我正在 EMR 上创建集群并配置 Zeppelin 以从 S3 读取笔记本.为此,我使用了一个如下所示的 json 对象:

<预><代码>[{"分类": "zeppelin-env",特性": {},配置":[{"分类": "出口",特性": {"ZEPPELIN_NOTEBOOK_STORAGE":"org.apache.zeppelin.notebook.repo.S3NotebookRepo","ZEPPELIN_NOTEBOOK_S3_BUCKET":"hs-zeppelin-notebooks","ZEPPELIN_NOTEBOOK_USER":"用户"},配置":[]}]}]

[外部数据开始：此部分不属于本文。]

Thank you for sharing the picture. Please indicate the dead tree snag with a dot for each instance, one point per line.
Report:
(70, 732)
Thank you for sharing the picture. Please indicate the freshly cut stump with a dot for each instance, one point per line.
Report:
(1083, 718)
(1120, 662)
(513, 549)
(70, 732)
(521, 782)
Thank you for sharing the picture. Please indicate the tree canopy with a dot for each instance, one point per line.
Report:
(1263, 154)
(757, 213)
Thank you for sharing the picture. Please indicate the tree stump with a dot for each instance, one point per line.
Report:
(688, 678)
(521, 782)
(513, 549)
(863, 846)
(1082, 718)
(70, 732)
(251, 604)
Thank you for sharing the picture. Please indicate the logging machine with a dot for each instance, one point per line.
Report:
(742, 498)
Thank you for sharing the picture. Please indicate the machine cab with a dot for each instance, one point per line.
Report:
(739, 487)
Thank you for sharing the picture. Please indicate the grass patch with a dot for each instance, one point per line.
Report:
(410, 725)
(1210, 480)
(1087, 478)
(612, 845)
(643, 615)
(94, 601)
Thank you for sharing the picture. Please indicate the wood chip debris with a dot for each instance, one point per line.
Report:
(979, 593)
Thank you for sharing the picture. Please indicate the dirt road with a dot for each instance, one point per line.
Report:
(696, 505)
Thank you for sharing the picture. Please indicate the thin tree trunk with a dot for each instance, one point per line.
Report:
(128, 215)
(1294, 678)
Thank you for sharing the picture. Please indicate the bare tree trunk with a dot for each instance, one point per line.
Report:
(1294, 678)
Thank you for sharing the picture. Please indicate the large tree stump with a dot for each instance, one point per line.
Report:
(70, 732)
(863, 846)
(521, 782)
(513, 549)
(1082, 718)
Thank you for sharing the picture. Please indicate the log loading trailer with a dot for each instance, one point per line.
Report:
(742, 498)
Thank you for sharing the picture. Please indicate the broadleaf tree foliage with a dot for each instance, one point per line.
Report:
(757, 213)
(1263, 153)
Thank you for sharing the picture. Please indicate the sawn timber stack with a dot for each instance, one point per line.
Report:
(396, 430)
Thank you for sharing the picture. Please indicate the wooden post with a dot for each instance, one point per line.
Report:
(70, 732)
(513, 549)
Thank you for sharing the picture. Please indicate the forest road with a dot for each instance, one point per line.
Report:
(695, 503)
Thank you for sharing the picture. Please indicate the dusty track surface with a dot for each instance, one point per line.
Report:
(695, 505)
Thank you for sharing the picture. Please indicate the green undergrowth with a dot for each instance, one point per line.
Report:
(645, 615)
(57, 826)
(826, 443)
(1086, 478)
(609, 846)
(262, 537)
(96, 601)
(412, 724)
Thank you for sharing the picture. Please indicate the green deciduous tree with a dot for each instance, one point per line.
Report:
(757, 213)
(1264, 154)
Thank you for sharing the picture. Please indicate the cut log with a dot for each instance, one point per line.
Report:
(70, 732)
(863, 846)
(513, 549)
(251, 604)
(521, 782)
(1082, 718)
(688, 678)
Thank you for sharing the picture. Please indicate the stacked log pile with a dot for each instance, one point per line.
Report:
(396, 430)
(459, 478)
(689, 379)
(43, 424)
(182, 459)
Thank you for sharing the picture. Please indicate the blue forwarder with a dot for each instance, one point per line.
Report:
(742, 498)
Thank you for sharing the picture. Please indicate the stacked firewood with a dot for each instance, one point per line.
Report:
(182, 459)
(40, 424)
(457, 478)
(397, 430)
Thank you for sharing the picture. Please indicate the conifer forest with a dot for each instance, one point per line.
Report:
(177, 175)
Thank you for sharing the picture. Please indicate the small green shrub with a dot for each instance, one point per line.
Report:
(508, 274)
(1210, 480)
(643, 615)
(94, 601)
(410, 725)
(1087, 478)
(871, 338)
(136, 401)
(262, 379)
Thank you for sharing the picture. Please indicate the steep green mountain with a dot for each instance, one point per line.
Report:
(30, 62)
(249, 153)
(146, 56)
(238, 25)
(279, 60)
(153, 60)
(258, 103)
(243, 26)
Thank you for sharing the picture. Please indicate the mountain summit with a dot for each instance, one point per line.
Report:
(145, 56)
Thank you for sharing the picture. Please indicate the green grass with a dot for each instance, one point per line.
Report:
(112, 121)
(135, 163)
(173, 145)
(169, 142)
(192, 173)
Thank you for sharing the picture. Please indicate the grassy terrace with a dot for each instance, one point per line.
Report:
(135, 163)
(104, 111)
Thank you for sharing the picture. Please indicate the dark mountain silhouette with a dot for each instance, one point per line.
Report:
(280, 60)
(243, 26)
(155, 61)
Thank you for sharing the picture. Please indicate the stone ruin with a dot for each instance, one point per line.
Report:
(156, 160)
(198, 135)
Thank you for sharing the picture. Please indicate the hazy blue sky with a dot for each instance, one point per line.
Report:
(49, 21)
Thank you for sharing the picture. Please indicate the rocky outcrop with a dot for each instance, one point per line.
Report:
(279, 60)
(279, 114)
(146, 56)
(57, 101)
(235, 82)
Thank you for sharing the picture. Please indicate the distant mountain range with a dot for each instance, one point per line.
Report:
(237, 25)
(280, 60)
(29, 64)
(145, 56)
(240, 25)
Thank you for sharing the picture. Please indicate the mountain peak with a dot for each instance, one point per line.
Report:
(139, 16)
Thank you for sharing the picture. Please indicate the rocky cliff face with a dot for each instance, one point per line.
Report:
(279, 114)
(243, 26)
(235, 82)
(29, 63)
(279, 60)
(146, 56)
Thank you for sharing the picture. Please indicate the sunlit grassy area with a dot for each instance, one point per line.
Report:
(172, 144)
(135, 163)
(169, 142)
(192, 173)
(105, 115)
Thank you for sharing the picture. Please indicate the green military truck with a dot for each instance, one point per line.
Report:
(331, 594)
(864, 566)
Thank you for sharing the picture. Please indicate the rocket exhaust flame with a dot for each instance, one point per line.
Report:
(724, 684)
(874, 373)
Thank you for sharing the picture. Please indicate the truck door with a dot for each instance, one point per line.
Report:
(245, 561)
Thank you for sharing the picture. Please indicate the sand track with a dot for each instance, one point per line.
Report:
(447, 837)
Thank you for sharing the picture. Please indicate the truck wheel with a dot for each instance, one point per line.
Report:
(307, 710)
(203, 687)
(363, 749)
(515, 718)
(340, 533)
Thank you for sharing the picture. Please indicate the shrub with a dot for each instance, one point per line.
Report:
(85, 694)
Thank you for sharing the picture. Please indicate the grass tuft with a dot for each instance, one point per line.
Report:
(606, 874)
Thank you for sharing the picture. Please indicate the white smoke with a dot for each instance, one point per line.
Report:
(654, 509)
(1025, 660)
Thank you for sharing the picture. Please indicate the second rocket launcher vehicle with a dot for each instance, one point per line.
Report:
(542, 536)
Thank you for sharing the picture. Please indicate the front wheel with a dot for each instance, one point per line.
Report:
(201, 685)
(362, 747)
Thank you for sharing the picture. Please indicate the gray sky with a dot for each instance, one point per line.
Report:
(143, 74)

我将这个对象粘贴到 EMR 的软件配置页面中:我的问题是,如何/在哪里可以直接配置 Spark 解释器,而无需在每次启动集群时从 Zeppelin 手动配置它?

解决方案

这个有点复杂,你需要做两件事:

  1. 编辑 Zeppelin 的 interpreter.json
  2. 重启解释器

所以您需要做的是编写一个 shell 脚本,然后在运行此 shell 脚本的 EMR 集群配置中添加一个额外的步骤.

Zeppelin 配置在 json 中,可以使用 jq(一个工具)来操作 json.我不知道你到底想改变什么,但这里有一个例子,添加了(神秘失踪)DepInterpreter:

#!/bin/bash# 1 编辑 Spark 解释器设置 -ecat/etc/zeppelin/conf/interpreter.json |jq '.interpreterSettings."2ANGGHHMQ".interpreterGroup |= .+ [{"class":"org.apache.zeppelin.spark.DepInterpreter", "name":"dep"}]' |须藤 -u zeppelin tee/etc/zeppelin/conf/interpreter.json# 触发 Spark 解释器重启curl -X PUT http://localhost:8890/api/interpreter/setting/restart/2ANGGHHMQ

将此 shell 脚本放入 s3 存储桶中.然后使用

启动您的 EMR 集群

--steps Type=CUSTOM_JAR,Name=CustomJAR,ActionOnFailure=CONTINUE,Jar=s3://eu-west-1.elasticmapreduce/libs/script-runner/script-runner.jar,Args=[s3://mybucket/script.sh]

I am creating clusters on EMR and configure Zeppelin to read the notebooks from S3. To do that I am using a json object that looks like that:

[
  {
    "Classification": "zeppelin-env",
    "Properties": {

    },
    "Configurations": [
      {
        "Classification": "export",
        "Properties": {
        "ZEPPELIN_NOTEBOOK_STORAGE":"org.apache.zeppelin.notebook.repo.S3NotebookRepo",
          "ZEPPELIN_NOTEBOOK_S3_BUCKET":"hs-zeppelin-notebooks",
          "ZEPPELIN_NOTEBOOK_USER":"user"
        },
        "Configurations": [

        ]
      }
    ]
  }
]

I am pasting this object in the Stoftware configuration page of EMR: My question is, how/where I can configure the Spark interpreter directly without the need to manually configure it from Zeppelin each time I start a cluster?

解决方案

This is a bit involved, you will need to do 2 things:

  1. Edit the interpreter.json of Zeppelin
  2. Restart the interpreter

So what you need to do is write a shell script and then add an extra step to the EMR cluster configuration that runs this shell script.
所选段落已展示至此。